Thanks for sharing what happened to you with all of us. Hopefully, writing it all out will not only help you heal a little but will also impact the lives of others. Children need more people to speak for them and protect them--while I'm sure being a CPS is very frustrating at times, I think it's wonderful that you chose to become one.
Thanks again for the comment and for visiting my blog. I'm adding yours to my list of my favorite blogs because I really think people should read what you have to say.
Take care,
Kimberley
Thank you so much Kimberley, I was thinking about stopping bc I didn't think anyone was reading it anyway LoL.
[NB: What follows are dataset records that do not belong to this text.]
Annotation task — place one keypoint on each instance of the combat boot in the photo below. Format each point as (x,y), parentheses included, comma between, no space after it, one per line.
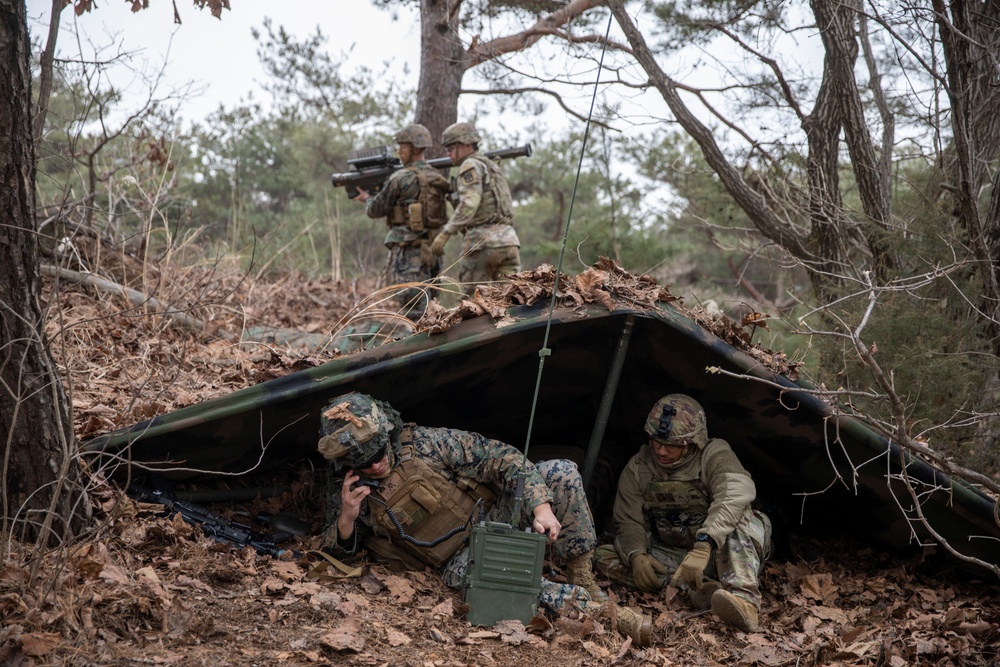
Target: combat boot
(635,625)
(735,611)
(702,600)
(580,571)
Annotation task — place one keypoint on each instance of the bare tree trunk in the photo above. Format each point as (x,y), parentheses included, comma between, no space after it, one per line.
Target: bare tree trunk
(442,66)
(39,475)
(962,56)
(836,21)
(45,69)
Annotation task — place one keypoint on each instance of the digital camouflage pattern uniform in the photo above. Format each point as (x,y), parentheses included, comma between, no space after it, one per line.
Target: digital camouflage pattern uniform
(484,215)
(660,512)
(406,262)
(462,454)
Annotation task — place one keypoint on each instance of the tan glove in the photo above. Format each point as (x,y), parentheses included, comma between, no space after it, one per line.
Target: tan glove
(644,570)
(692,568)
(439,242)
(426,254)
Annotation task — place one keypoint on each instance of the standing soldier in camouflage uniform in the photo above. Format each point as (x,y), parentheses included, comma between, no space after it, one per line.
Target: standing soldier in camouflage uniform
(683,509)
(435,479)
(412,201)
(484,212)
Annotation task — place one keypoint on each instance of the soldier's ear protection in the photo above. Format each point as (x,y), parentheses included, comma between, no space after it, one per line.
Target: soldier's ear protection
(666,423)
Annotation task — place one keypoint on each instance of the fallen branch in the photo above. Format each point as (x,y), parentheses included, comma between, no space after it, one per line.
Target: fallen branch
(134,297)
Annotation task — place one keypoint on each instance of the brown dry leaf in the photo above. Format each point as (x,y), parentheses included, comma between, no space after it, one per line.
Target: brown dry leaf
(113,574)
(596,650)
(287,570)
(768,655)
(400,588)
(37,644)
(512,632)
(397,638)
(819,587)
(830,614)
(149,577)
(345,637)
(272,585)
(445,608)
(184,581)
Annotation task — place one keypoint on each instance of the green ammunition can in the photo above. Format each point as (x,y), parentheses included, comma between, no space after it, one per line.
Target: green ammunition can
(504,577)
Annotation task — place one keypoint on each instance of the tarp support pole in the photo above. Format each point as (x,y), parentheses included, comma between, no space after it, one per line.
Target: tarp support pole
(610,389)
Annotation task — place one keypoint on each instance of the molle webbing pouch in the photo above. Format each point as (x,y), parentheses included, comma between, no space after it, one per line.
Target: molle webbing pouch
(415,216)
(397,216)
(425,505)
(433,190)
(676,510)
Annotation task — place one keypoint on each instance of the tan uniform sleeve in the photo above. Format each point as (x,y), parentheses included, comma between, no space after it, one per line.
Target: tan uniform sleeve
(731,487)
(630,521)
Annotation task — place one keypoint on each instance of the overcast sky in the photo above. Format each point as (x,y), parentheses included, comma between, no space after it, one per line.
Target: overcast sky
(219,56)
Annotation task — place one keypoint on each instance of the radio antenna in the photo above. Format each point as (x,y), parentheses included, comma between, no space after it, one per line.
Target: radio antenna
(545,351)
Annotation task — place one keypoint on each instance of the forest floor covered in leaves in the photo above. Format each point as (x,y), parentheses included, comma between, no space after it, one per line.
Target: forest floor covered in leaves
(142,589)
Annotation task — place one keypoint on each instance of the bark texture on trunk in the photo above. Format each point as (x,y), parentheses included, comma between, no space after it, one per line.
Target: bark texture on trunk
(39,474)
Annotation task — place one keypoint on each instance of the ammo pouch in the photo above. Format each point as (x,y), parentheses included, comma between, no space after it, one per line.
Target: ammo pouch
(426,505)
(675,511)
(430,212)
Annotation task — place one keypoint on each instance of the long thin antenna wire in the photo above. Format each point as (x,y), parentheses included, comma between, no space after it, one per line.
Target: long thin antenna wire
(545,351)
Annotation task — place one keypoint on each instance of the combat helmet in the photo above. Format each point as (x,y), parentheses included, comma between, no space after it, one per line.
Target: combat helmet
(460,133)
(356,430)
(418,135)
(678,418)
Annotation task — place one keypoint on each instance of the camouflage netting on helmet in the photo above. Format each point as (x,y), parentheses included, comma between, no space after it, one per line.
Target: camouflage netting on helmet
(460,133)
(354,427)
(678,417)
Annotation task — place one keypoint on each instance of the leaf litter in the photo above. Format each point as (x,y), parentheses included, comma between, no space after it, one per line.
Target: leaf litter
(143,589)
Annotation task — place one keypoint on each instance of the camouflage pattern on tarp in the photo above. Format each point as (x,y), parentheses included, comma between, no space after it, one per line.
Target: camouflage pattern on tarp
(825,471)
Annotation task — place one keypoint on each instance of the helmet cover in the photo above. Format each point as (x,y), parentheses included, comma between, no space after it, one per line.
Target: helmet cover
(678,418)
(357,430)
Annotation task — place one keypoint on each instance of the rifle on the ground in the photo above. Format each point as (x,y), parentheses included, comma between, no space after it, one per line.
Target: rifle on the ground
(219,528)
(371,167)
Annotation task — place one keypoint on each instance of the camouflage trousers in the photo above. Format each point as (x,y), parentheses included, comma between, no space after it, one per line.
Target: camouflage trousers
(576,538)
(405,266)
(737,563)
(486,265)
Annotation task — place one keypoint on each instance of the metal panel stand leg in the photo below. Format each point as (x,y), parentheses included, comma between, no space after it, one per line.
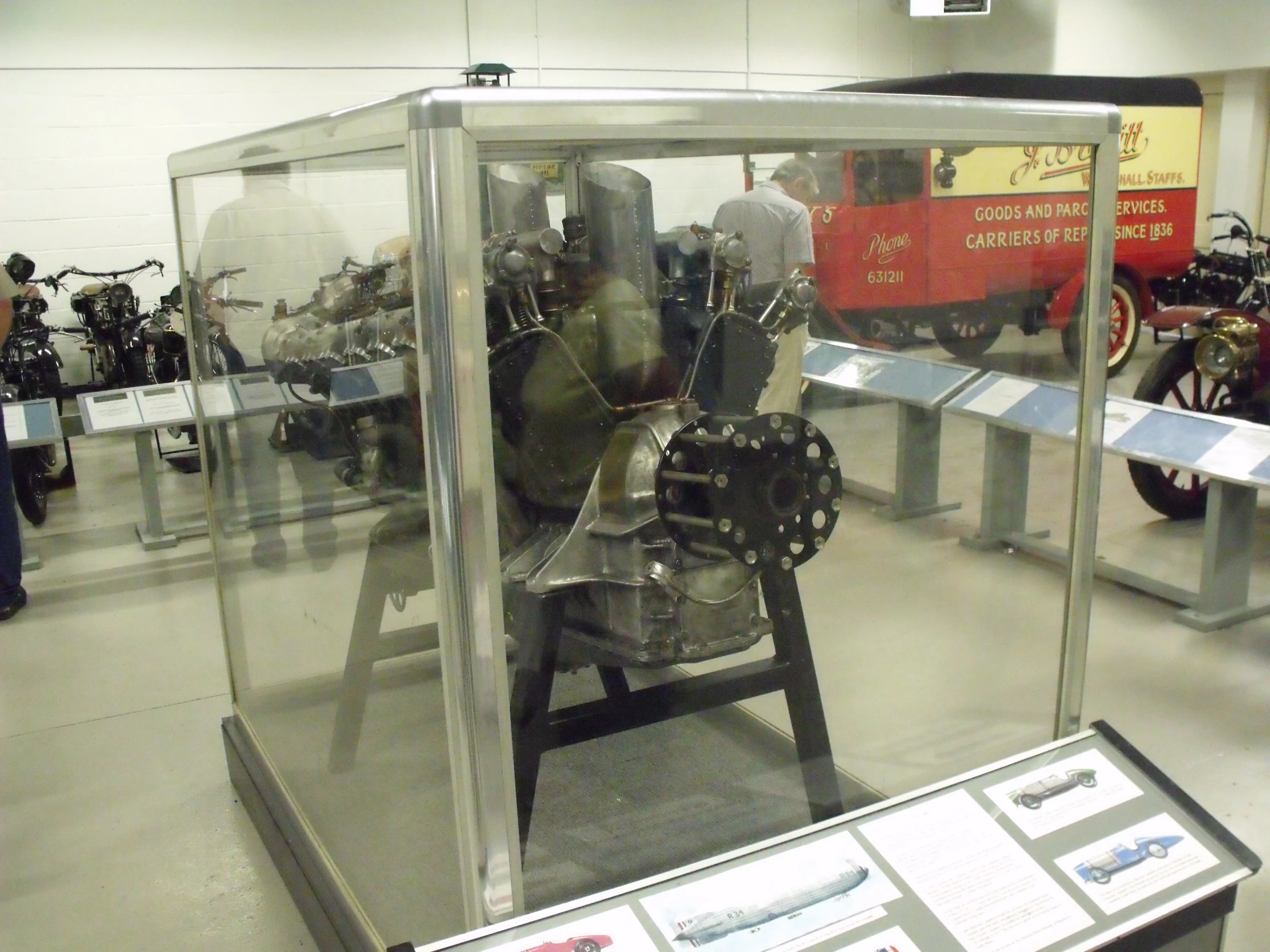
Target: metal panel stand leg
(539,630)
(30,559)
(363,649)
(1006,462)
(401,565)
(918,466)
(153,533)
(536,729)
(1224,587)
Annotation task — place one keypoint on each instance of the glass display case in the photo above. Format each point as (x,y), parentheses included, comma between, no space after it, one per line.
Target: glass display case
(539,571)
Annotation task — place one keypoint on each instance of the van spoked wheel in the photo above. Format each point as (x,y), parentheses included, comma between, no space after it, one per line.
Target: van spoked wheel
(1126,326)
(966,336)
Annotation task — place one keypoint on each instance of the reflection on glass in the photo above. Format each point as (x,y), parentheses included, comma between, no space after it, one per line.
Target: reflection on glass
(320,518)
(658,518)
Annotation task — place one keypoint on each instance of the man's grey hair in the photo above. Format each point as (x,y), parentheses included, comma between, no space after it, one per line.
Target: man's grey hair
(793,171)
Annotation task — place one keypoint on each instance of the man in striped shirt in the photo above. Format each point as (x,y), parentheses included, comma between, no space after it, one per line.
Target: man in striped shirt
(778,229)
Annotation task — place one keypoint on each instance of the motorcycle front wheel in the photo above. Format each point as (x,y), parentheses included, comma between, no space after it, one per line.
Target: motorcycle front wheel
(1174,381)
(30,483)
(967,336)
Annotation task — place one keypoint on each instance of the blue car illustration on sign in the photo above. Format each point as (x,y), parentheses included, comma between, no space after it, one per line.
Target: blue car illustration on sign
(1120,857)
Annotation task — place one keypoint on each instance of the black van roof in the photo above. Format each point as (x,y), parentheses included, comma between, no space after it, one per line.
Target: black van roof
(1120,91)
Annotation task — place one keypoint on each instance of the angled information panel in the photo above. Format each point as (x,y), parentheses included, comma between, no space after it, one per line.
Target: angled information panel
(1071,847)
(884,373)
(32,423)
(365,383)
(138,408)
(1224,449)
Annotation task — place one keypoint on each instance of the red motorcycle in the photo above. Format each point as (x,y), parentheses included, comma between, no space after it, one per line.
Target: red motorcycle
(1220,366)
That story was indeed heart-wrenching but so courageous! I also like your writing style, especially while reliving a painful memory. To write that eloquently while retracing those steps is remarkable. Do continue to write, as I feel that only when a monster is out in the open can it be defeated. Simple words can do a great service to many!
Thank you so much Dragon Li!
I stumbled across your blog today and I'm not even sure how I found it now.
I am crying as I read this post - I don't even know that you will my comment - since it is an older post - but I want anyone to read this to know how much I respect the fact that (1) you told your friends and that (2) people stepped in - I'm so sorry you had to go through that - I can literally feel your fear.
I was sexually abused by my step-dad (monster) for 5 years and to this day I still can't tell my mother. I am currently in therapy (in my late 30's) with the realization that I couldn't stuff it down any longer.
Thank you for sharing.
Anonymous, I just found your post. I'm so sorry for what you experienced. I'm even sorrier you haven't had anyone you could tell. Good for you going to therapy!! Please know that you're definitely not alone :) Stay strong.